I have to say, I've been loving me some brussels sprouts lately.  This is my 22nd post, 3 of which have been about these little cabbages of the gemmifera sort (there's a new baby name for you, celebrities.  I know you're reading.  Okay, maybe not.)  Anyways, back to brussels- I love this salad.  It's a dream come true for women like me who can't make up their minds.  It's hot, but cold.  It's crisp, but smooth.  It's sweet, but savory.  It's....


All gone :(


Roasted Shredded Brussels Waldorf Salad with Maple Cider Vinaigrette
Yield: 4 servings


2 lbs brussels sprouts, shredded, washed, and dried
1/4 cup dried cranberries
2 tbsp olive oil
1/4 tsp salt
1/8 tsp pepper
1 cup chopped apples (I used pink lady)
1/2 cup chopped red onion
1/2 cup walnuts, chopped


Maple Cider Vinaigrette

1/4 cup cider vinegar
1/2 tbsp dijon mustard
1 tbsp good maple syrup
1 tsp sriracha (optional but gives it a little something extra)
1/4 tsp salt
1/8 tsp pepper
1/2 cup olive oil



Prepare vinaigrette:
Whisk together all ingredients, streaming olive oil in at the end.  This vinaigrette is best prepared ahead of time and refrigerated a few hours to develop flavors, but it will still be good if used immediately.  
Preheat oven to 400F.
Pour shredded brussels sprouts and cranberries into a large baking dish and toss with olive oil, salt, and pepper.  Roast for 25-30 minutes, stirring a few times.  Toast walnuts briefly in a frying pan with no oil over medium heat for 1 or 2 minutes, or until fragrant.  Pour all ingredients into a bowl and toss with vinaigrette.

Tuesday, February 14, 2012

Kale and Pistachio Couscous

If you are vegetarian, or even just health-conscious, then I'm sure you've heard of kale chips.  I'm not sure who first came up with the concept, but I'd like to give them a big hug.  They're fantastic, and certainly much better for you than any thing else I can think of that precedes the word "chip."  Still, there comes a point when two months of eating the same thing every day, sometimes twice a day, loses its appeal, no matter how good it is.  I created this dish with low expectations, merely a way to use up one last bunch of kale, and certainly with no plans of ever showcasing it on this blog.  But I was pleasantly surprised by it, and so thrilled to see my kids enjoy it, that I felt it had earned it's place on here with the rest of my favorites.
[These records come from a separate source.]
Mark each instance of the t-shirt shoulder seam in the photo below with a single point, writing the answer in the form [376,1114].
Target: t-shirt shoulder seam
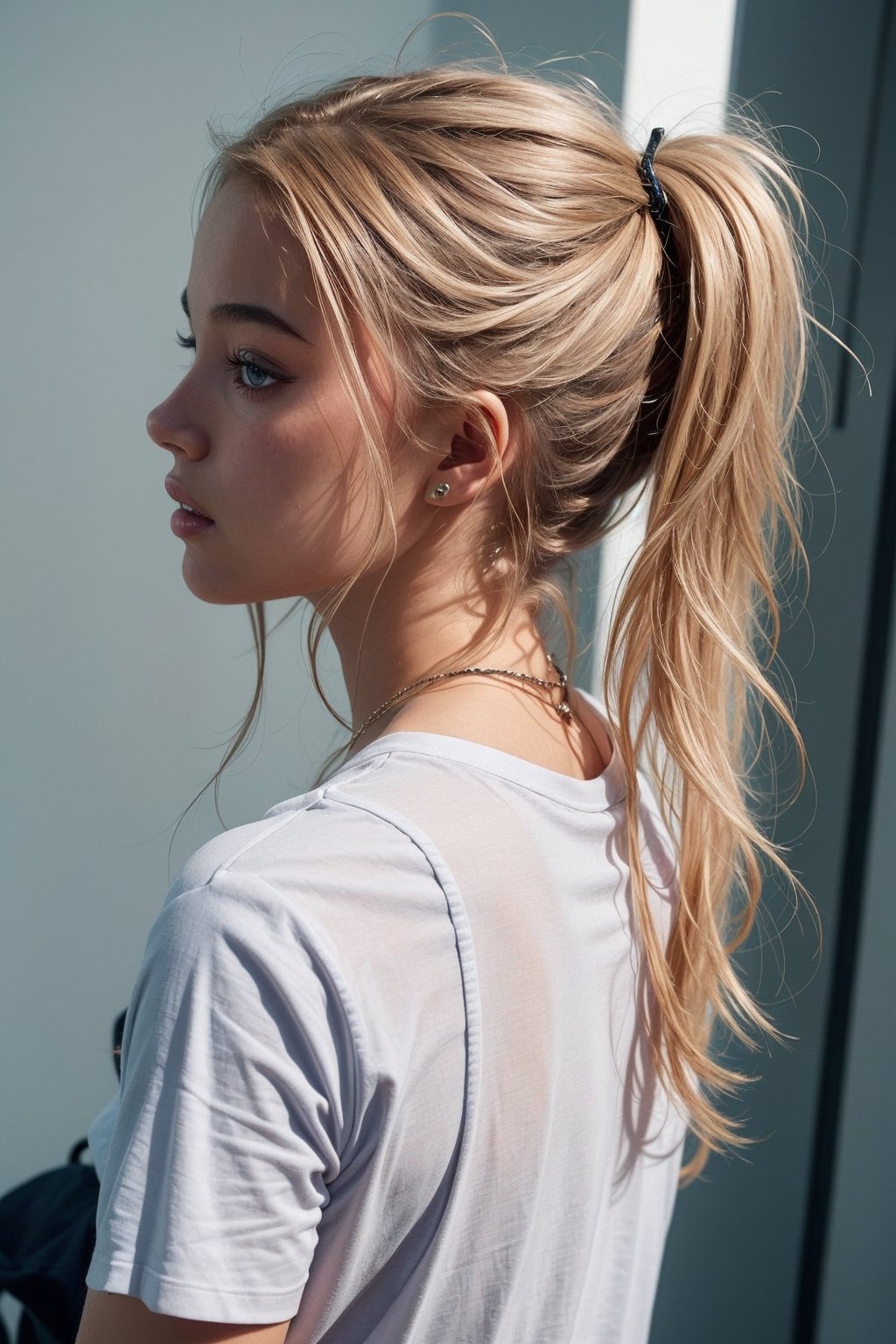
[527,785]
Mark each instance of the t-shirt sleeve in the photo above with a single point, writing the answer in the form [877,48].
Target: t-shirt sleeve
[234,1105]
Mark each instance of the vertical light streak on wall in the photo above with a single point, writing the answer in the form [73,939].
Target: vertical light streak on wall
[677,75]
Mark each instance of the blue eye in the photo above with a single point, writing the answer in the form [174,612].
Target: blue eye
[250,376]
[253,375]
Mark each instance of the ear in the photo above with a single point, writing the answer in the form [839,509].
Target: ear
[471,464]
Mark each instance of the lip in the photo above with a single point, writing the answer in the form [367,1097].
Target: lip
[178,495]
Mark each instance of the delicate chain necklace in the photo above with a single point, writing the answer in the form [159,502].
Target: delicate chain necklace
[564,707]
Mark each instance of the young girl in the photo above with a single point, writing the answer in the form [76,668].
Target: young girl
[413,1058]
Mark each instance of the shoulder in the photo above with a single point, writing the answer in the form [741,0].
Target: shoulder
[332,879]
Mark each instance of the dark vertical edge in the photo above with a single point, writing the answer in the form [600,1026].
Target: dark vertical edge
[872,163]
[850,903]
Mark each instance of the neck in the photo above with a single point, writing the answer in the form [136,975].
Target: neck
[394,631]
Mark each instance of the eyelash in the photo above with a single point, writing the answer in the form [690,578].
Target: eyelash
[240,360]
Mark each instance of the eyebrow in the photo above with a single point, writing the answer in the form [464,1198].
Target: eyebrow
[231,313]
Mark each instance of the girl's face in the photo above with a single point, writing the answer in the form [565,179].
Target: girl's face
[263,437]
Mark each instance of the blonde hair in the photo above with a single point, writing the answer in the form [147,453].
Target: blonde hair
[492,230]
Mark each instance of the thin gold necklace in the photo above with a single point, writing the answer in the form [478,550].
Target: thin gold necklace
[564,707]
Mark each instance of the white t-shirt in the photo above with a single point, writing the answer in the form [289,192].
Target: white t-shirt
[384,1068]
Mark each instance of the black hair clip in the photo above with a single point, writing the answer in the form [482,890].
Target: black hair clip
[655,195]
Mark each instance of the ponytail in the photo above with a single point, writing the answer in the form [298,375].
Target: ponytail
[494,230]
[690,626]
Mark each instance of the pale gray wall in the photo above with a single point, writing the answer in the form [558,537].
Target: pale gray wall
[117,686]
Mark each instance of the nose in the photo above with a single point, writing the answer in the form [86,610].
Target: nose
[171,428]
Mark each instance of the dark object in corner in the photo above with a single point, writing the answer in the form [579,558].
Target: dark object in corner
[47,1234]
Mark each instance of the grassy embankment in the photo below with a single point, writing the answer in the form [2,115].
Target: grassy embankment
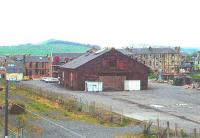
[70,109]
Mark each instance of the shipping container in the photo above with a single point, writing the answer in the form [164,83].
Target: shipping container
[93,86]
[132,85]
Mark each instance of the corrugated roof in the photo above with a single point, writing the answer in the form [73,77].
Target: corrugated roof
[14,69]
[84,59]
[66,55]
[151,50]
[36,58]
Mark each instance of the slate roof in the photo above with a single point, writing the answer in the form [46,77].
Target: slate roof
[31,58]
[84,59]
[66,55]
[186,65]
[151,50]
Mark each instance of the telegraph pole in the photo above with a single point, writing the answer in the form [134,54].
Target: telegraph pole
[6,110]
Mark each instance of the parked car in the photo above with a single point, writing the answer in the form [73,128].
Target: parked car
[50,79]
[26,78]
[180,81]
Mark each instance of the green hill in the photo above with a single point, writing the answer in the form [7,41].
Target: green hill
[45,48]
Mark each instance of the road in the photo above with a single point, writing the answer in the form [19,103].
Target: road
[164,101]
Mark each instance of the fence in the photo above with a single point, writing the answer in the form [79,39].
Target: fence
[155,129]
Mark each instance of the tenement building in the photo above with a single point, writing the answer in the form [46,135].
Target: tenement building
[165,59]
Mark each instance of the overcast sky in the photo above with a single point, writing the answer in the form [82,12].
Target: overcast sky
[115,23]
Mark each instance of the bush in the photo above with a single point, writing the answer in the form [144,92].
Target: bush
[17,109]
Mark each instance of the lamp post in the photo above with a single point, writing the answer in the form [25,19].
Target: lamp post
[6,110]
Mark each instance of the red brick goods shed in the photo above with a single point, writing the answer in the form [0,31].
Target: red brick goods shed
[109,66]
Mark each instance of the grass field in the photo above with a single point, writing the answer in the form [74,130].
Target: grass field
[44,48]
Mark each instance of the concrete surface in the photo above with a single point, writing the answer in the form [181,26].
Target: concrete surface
[164,101]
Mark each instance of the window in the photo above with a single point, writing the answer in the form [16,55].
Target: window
[36,65]
[113,63]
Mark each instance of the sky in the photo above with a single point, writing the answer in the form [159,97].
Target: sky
[113,23]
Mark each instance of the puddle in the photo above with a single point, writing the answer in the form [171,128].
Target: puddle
[181,104]
[156,106]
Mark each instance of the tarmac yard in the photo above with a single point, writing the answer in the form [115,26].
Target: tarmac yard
[161,101]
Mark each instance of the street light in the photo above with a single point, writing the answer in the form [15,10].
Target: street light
[6,110]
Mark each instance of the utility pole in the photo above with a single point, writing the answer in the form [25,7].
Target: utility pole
[6,110]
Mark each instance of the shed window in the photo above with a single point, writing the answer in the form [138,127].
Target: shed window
[113,63]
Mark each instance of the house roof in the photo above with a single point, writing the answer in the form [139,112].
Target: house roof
[15,69]
[186,65]
[66,55]
[84,59]
[31,58]
[151,50]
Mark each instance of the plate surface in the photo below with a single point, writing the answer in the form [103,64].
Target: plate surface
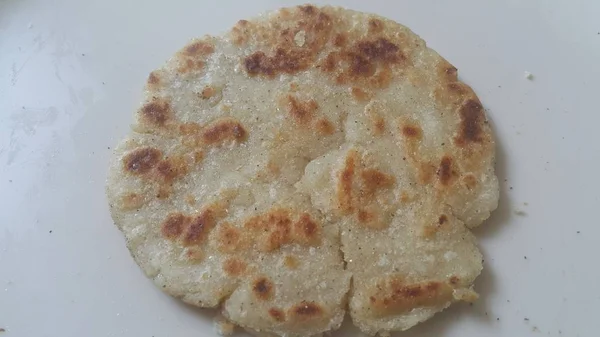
[71,76]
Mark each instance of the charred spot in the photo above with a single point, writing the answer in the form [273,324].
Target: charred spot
[325,127]
[412,132]
[224,130]
[306,230]
[446,172]
[142,160]
[302,111]
[199,48]
[173,226]
[307,310]
[472,118]
[156,112]
[234,267]
[277,314]
[198,228]
[375,26]
[262,288]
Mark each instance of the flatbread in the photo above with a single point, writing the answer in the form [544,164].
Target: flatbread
[311,160]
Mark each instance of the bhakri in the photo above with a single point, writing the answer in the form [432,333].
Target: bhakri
[311,161]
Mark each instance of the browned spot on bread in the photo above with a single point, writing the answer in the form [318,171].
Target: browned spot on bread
[291,262]
[142,160]
[446,172]
[194,255]
[190,200]
[208,92]
[344,185]
[396,297]
[153,80]
[412,132]
[340,40]
[198,48]
[301,111]
[306,310]
[156,113]
[234,267]
[262,288]
[367,62]
[225,129]
[170,168]
[360,95]
[190,128]
[131,201]
[324,127]
[271,230]
[277,314]
[229,239]
[306,231]
[373,180]
[375,26]
[173,226]
[470,181]
[290,55]
[198,228]
[471,125]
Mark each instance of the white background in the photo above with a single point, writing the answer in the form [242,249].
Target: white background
[71,74]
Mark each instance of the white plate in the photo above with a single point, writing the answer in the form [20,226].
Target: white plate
[71,75]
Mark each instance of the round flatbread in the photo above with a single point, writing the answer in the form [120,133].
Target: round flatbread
[308,162]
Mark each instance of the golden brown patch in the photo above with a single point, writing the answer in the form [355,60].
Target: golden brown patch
[306,231]
[271,230]
[375,26]
[234,267]
[142,160]
[306,310]
[471,125]
[360,95]
[470,181]
[131,201]
[412,132]
[301,111]
[194,255]
[198,228]
[208,92]
[345,182]
[156,113]
[288,56]
[324,127]
[262,288]
[366,63]
[396,297]
[198,48]
[374,180]
[229,239]
[446,172]
[153,80]
[277,314]
[222,130]
[173,226]
[291,262]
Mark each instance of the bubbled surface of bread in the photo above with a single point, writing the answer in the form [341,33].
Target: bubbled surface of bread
[309,162]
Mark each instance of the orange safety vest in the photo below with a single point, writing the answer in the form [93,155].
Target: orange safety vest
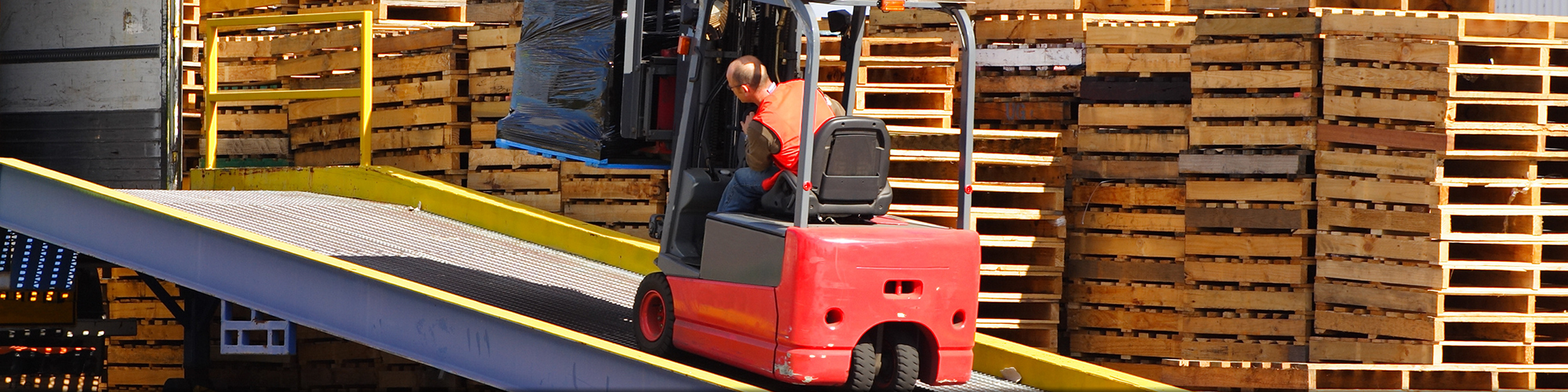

I am calling this a side because that's what I think most people would consider it.  But I ate it as an entree, and felt full and energetic all day.  If you are are still a little unsure of kale, I suggest only using a half bunch and leaving out the extra bits at the end, as it is hardly detectable once pureed with the other ingredients.

Kale and Pistachio Couscous
Yield: 4 sides


1 cup couscous (uncooked)
1 bunch curly kale, stems and center ribs removed, chopped
1/2 cup vegetable broth
1/2 cup pistachios
1/2 tsp salt, divided
1/4 tsp pepper, divided
1 tsp lemon
1 clove garlic, minced
1/4 cup olive oil + more for pan frying
1/2 cup parmesan
1 small onion, chopped

Toast pistachios briefly in pan with no oil over medium low heat until fragrant.  Set aside.  In a large pot over medium high heat, add broth and toss in kale, along with 1/4 tsp salt and 1/8 tsp pepper.  Cover and cook for 5 minutes.  Remove cover and continue to cook, stirring until almost all of the water has evaporated.  Remove from heat and let cool slightly.  Blitz half of the pistachios in food processor, reserving the rest to be added later, then add in half of the kale and all other ingredients except for onions.  Process well.  Cook couscous according to instructions on package.  Add a little oil to large pot and sautee onions over medium high heat until translucent.  Reduce heat to medium, then add couscous, pureed ingredients, kale, and pistachios, and toss to combine. Let cook for 5 minutes.